EGO’s stock performance
Eldorado Gold (EGO) stock dropped significantly in 2017 due to the standoff with the Greek government and some technical issues at its mines in Turkey. The stock continues to be pummeled due to these issues in 2018.
Year-to-date, EGO has declined 36.2%, more than twice the loss reported by the VanEck Vectors Gold Miners ETF (GDX) in the same period. Among its peers (GDXJ), only New Gold (NGD) stock has recorded a poorer performance with a YTD (year-to-date) loss of 76.0%. Among EGO’s peers, Agnico Eagle Mines (AEM), Yamana Gold (AUY), and IAMGOLD (IAG) have returned -20.3%, -14.7%, and -31.9%, respectively, YTD.
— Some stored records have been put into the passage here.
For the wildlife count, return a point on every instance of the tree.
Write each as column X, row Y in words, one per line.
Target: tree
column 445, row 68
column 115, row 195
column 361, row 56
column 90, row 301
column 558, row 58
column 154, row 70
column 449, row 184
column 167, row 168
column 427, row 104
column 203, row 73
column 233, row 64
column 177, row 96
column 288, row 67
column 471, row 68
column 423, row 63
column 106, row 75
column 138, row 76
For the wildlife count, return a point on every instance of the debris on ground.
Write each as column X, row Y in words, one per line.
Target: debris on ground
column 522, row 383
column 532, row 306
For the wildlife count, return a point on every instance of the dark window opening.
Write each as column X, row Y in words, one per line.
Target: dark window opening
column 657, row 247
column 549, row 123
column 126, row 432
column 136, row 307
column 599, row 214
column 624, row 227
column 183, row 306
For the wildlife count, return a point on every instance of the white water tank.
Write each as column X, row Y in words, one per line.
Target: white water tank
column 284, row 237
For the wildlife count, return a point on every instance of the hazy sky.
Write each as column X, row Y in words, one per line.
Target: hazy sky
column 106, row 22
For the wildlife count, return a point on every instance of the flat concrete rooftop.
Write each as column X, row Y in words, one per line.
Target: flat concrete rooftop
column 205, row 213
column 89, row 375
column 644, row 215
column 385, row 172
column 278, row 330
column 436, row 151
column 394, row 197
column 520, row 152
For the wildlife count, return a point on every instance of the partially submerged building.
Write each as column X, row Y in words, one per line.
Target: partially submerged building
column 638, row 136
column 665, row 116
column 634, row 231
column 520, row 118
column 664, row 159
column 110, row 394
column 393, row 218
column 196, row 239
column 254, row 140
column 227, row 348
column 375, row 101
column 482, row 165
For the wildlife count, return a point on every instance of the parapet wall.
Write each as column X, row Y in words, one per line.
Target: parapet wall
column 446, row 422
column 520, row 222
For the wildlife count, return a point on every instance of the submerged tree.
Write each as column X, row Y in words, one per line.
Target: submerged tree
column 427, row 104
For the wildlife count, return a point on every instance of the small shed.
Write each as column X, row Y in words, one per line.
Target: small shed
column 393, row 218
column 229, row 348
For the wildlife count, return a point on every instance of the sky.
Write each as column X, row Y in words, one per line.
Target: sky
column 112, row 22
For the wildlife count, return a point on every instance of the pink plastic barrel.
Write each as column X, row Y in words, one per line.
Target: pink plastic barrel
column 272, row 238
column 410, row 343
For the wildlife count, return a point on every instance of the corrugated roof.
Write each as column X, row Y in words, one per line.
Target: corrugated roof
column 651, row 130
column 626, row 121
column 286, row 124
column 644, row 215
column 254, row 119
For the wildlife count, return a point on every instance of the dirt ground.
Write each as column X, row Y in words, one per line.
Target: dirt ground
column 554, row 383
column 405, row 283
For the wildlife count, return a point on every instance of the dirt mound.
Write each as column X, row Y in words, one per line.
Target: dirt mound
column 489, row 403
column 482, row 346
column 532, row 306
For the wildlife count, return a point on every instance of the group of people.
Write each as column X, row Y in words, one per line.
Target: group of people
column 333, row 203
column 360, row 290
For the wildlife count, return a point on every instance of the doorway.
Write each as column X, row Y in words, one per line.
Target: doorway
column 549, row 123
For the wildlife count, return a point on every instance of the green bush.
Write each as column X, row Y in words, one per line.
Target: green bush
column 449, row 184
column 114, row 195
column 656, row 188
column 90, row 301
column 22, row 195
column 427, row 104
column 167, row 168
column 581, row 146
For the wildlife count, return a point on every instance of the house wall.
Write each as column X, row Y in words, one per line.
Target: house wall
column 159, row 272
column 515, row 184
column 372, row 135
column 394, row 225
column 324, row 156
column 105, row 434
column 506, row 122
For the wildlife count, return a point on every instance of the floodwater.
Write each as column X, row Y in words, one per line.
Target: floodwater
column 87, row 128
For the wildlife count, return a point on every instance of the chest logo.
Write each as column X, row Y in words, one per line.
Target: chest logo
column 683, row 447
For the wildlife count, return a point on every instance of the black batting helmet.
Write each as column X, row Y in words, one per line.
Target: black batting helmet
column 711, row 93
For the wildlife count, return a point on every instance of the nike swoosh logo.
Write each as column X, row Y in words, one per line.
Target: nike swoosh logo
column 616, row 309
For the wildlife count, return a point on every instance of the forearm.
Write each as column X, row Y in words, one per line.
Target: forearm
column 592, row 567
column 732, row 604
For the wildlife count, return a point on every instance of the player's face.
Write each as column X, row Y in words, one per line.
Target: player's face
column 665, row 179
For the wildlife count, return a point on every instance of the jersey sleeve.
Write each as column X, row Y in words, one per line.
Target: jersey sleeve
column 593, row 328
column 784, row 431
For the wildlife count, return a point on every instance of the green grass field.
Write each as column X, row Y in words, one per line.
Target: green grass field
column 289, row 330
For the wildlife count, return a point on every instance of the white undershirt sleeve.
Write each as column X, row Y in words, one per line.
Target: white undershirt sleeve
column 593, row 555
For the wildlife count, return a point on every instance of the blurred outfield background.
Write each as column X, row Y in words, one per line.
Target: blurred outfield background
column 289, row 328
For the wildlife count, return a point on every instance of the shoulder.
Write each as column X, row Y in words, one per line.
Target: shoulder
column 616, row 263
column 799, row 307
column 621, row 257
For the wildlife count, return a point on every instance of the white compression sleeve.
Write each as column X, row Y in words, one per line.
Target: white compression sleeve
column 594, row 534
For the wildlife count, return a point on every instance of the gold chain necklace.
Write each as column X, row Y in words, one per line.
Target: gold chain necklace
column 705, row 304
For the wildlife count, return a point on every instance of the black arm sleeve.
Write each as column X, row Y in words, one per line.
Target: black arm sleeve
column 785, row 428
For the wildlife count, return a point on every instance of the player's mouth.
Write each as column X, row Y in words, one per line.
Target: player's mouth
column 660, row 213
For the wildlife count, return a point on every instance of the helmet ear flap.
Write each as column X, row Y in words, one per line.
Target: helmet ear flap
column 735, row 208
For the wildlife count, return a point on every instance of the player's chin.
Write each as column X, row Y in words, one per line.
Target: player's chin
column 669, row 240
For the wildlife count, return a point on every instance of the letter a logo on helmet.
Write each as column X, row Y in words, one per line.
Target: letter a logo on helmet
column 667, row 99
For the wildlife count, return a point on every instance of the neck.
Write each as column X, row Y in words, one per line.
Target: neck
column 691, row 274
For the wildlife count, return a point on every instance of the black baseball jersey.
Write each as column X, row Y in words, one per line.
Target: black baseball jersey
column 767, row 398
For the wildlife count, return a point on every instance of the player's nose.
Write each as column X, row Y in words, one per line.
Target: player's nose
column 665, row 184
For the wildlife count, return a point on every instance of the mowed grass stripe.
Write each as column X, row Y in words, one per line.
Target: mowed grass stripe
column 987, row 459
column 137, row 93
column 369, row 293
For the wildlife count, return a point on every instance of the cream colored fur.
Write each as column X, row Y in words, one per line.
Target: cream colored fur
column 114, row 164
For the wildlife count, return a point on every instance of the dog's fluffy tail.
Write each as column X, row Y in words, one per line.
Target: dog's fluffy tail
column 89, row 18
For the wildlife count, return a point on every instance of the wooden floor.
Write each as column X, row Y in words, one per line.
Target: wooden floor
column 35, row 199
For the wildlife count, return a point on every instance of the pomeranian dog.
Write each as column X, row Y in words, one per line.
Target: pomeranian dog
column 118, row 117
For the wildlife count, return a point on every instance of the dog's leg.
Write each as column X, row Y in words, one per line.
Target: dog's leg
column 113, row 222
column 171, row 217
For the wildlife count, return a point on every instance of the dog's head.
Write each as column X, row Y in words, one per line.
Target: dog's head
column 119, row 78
On September 18, Eldorado said it would seek 750 million euros in compensation from Greece for damages suffered due to delays in the issuance of permits for its Skouries project. On May 22, the news came out that Greece was aiming to resolve a long-standing standoff with Eldorado Gold about its development work.
Following this positive announcement, Eldorado Gold stock skyrocketed and closed 16.8% higher on May 22. However, there hasn’t been an update on this issue to date, resulting in losses for the company.
EGO’s Q3 2018 results
Eldorado is expected to release its third-quarter results on October 26, followed by a conference call. The company is expected to provide an update on the negotiations with the Greek government during its third-quarter results. If the company can obtain all the permits required to resume the work at Skouries, it’s expected to remove a significant overhang from the stock.
Skouries is one of Eldorado Gold’s most valuable mines. Skouries has 23 years of estimated mine life with an expected annual production of 140,000 ounces of gold and 67.0 million pounds of copper.